The rescue and evaluation of FLAG and HIS epitope-tagged Asia 1 type foot-and-mouth disease viruses

•Two epitope-tagged viruses infectious clone with foreign epitope in the RGD + 9 of VP1 G–H loop were generated indicated RGD + 9 also can be regarded as an insertion for foreign genes.•The foreign epitope can be stably expressed on the rescued virus after passage in BHK-21 cells.•The insertion have no impact on the antigenicity of the FMDV both in vitro and in vivo.•These results laid the foundation for the distinguishing between vaccinated and FMDV-infected animals and the development of novel FMDV vaccine.

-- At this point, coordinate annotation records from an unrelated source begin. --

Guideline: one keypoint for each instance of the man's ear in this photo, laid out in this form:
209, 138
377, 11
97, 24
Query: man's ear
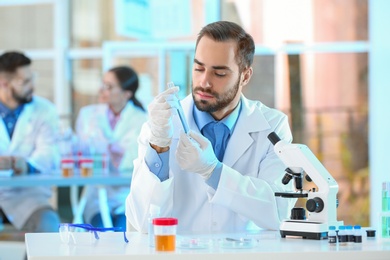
129, 94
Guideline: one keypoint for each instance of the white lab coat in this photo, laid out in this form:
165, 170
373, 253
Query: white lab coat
34, 138
92, 122
251, 173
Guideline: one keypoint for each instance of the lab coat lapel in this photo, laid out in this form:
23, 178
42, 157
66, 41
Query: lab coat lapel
103, 122
4, 138
23, 127
251, 120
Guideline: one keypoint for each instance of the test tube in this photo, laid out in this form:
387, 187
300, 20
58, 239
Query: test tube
180, 111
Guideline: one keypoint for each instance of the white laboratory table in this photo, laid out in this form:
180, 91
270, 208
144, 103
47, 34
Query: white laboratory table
78, 204
269, 245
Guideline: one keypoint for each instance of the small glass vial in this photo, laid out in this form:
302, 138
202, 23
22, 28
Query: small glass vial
67, 167
385, 215
342, 236
357, 234
165, 233
154, 212
86, 167
350, 234
332, 236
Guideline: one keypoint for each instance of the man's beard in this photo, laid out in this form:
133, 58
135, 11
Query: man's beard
27, 98
222, 100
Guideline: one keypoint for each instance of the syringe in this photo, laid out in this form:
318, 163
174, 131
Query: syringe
176, 104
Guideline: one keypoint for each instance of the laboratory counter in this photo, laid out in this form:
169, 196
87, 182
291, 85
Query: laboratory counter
262, 245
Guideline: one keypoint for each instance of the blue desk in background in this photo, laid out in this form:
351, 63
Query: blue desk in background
78, 204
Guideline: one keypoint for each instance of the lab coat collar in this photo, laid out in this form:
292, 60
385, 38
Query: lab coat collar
250, 120
23, 127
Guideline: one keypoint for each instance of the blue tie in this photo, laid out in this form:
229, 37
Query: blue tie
218, 134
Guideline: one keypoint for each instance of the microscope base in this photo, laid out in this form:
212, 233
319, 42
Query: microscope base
304, 229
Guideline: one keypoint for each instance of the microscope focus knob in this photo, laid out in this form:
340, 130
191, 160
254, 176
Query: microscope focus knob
315, 205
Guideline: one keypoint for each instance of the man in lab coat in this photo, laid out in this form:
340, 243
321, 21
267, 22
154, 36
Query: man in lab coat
221, 177
28, 128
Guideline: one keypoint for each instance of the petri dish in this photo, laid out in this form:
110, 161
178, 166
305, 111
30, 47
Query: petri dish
192, 243
237, 243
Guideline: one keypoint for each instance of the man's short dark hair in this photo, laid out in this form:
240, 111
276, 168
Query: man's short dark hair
223, 31
11, 61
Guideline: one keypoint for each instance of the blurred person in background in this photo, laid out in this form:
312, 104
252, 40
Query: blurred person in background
28, 131
114, 124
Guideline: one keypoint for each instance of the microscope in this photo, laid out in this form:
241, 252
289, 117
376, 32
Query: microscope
321, 203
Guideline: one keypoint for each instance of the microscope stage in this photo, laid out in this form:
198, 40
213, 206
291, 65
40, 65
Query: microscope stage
304, 229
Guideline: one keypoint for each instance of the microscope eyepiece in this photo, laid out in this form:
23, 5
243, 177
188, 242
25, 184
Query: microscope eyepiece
274, 138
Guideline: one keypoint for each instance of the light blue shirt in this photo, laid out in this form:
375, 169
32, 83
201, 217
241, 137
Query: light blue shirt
218, 132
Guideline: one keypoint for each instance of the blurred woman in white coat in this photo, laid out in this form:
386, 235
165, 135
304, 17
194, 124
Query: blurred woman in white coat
115, 125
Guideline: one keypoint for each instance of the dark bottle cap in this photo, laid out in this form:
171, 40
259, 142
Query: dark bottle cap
370, 233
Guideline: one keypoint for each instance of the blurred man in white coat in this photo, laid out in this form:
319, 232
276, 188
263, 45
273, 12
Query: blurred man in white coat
28, 131
221, 177
114, 127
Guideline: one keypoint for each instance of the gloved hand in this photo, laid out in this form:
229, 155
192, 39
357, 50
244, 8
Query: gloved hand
160, 118
195, 154
16, 163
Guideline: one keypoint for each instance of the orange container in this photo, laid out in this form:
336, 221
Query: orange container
67, 167
86, 167
165, 234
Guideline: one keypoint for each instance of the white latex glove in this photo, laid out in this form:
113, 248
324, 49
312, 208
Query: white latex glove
195, 154
160, 118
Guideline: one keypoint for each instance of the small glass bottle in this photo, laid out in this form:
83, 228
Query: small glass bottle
154, 212
385, 215
350, 234
332, 236
342, 236
357, 234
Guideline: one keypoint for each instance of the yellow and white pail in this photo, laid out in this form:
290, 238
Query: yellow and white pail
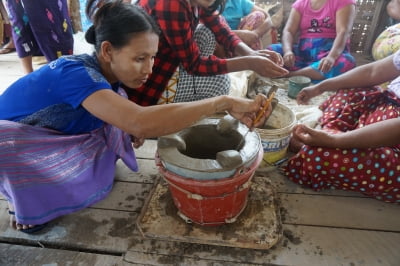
275, 134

The VP1 G–H loop of the foot-and-mouth disease virus (FMDV) contains the primary antigenic site, as well as an Arg-Gly-Asp (RGD) binding motif for the αv-integrin family of cell surface receptors. We anticipated that introducing a foreign epitope tag sequence downstream of the RGD motif would be tolerated by the viral capsid and would not destroy the antigenic site of FMDV. In this study, we have designed, generated, and characterized two recombinant FMDVs with a FLAG tag or histidine (HIS) inserted in the VP1 G–H loop downstream of the RGD motif +9 position. The tagged viruses were genetically stable and exhibited similar growth properties with their parental virus. What is more, the recombinant viruses rFMDV-FLAG and rFMDV-HIS showed neutralization sensitivity to FMDV type Asia1-specific mAbs, as well as to polyclonal antibodies. Additionally, the r1 values of the recombinant viruses were similar to that of the parental virus, indicating that the insertion of FLAG or HIS tag sequences downstream of the RGD motif +9 position do not eradicate the antigenic site of FMDV and do not affect its antigenicity. These results indicated that the G–H loop of Asia1 FMDV is able to effectively display the foreign epitopes, making this a potential approach for novel FMDV vaccines development.